# IPAD Mini Display Tested - Poor Color Gamut IPAD Air - Better.



## Mt Spokane Photography (Nov 19, 2013)

A Test of the color gamut of the Ipad Mini shows that its not up to photography standards, covering only a portion of the sRGB gamut, while other recent tablets like the Kindle 7" HDX are excellent.


I've been considering one, and Apple seems to have a lot of advantages, but not the new mini.

http://www.displaymate.com/Tablet_ShootOut_4.htm



The IPAD Air is much better, but still not matching the Kindle Fire HDX. The 4:3 screen ratio should be good for camera phone and P&S users, but for DSLR's, the shape of the Kindle screen may give more display area.


http://www.displaymate.com/Tablet_ShootOut_3.htm


----------



## GmwDarkroom (Nov 22, 2013)

If you're after a small tablet, have you looked a the Nexus 7? It gets 100% like the others and for a song of a price without the limited app store on the Kindle:

http://www.sidhtech.com/news/amazon-kindle-fire-hdx7-vs-ipad-mini-2-retina-vs-google-nexus-7-2013-best-small-tablet/10024478/


----------



## Mt Spokane Photography (Nov 22, 2013)

GmwDarkroom said:


> If you're after a small tablet, have you looked a the Nexus 7? It gets 100% like the others and for a song of a price without the limited app store on the Kindle:
> 
> http://www.sidhtech.com/news/amazon-kindle-fire-hdx7-vs-ipad-mini-2-retina-vs-google-nexus-7-2013-best-small-tablet/10024478/



I read the reviews on all of them, but the Ipad appealed to me due to the number of high quality apps, and the Kindle because I already read Kindle books and have Amazon Prime which I use twice a week or more for shipping.

If I get a tablet, it will be a larger one. 

One of my main photo uses for it would be remote tethering via wifi, so I'm waiting for a 5D series with wifi.
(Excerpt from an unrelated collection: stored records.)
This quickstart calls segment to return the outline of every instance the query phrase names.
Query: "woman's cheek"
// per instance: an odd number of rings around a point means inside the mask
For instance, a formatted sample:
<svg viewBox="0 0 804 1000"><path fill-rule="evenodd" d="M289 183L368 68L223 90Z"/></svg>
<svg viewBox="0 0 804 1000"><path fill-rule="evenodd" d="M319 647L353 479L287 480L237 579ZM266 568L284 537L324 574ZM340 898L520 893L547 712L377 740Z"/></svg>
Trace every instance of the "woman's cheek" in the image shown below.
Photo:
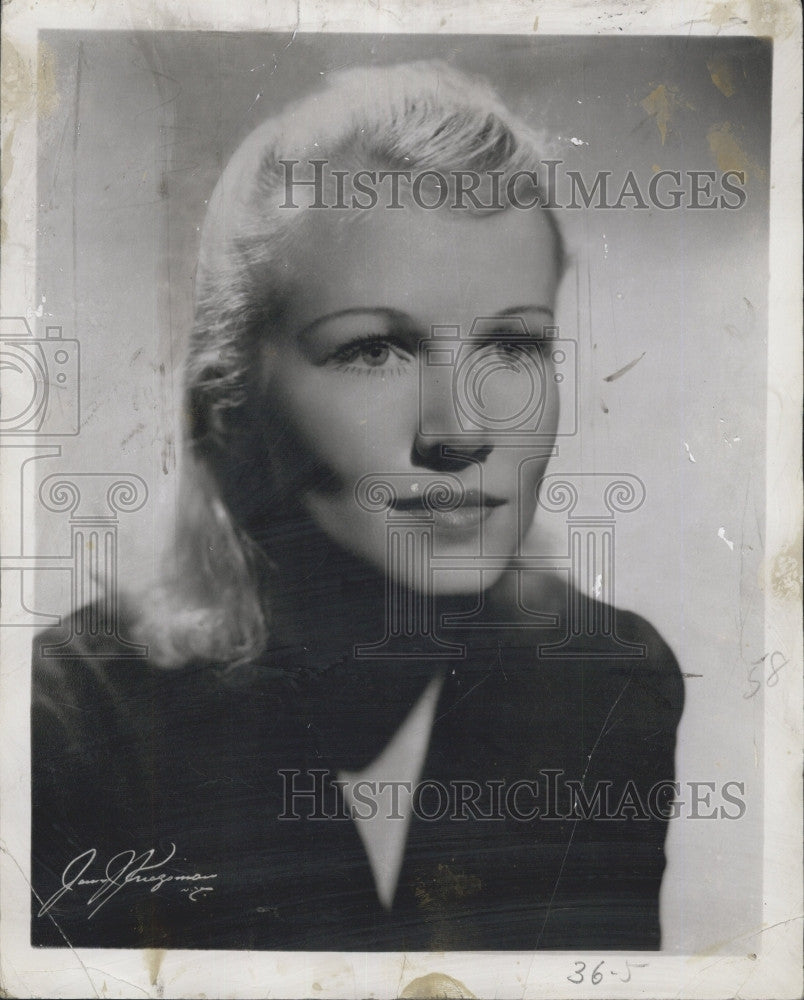
<svg viewBox="0 0 804 1000"><path fill-rule="evenodd" d="M526 466L526 472L519 477L517 505L520 510L522 529L526 534L536 515L539 483L547 471L548 464L549 459L547 458L529 461Z"/></svg>
<svg viewBox="0 0 804 1000"><path fill-rule="evenodd" d="M310 450L356 481L369 472L394 471L409 459L415 400L400 396L377 376L319 371L297 383L285 412Z"/></svg>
By then, tablets will have improved even more. I'm not going to buy a 6D just for that usage, but if I see a super low price this xmas, I might.


----------



## LetTheRightLensIn (Nov 22, 2013)

Mt Spokane Photography said:


> A Test of the color gamut of the Ipad Mini shows that its not up to photography standards, covering only a portion of the sRGB gamut, while other recent tablets like the Kindle 7" HDX are excellent.
> 
> 
> I've been considering one, and Apple seems to have a lot of advantages, but not the new mini.
> ...



Wow, interesting and import findings! So the mini still pretty bad then despite going retina.

One of the great things about the iPad 3 was that it actually covered the full sRGB gamut as well as having the critical retina display resolution. I don't think any other tablet at that time covered more than an abysmal 65% or so of sRGB (which itself is an awfully small gamut to begin with).


----------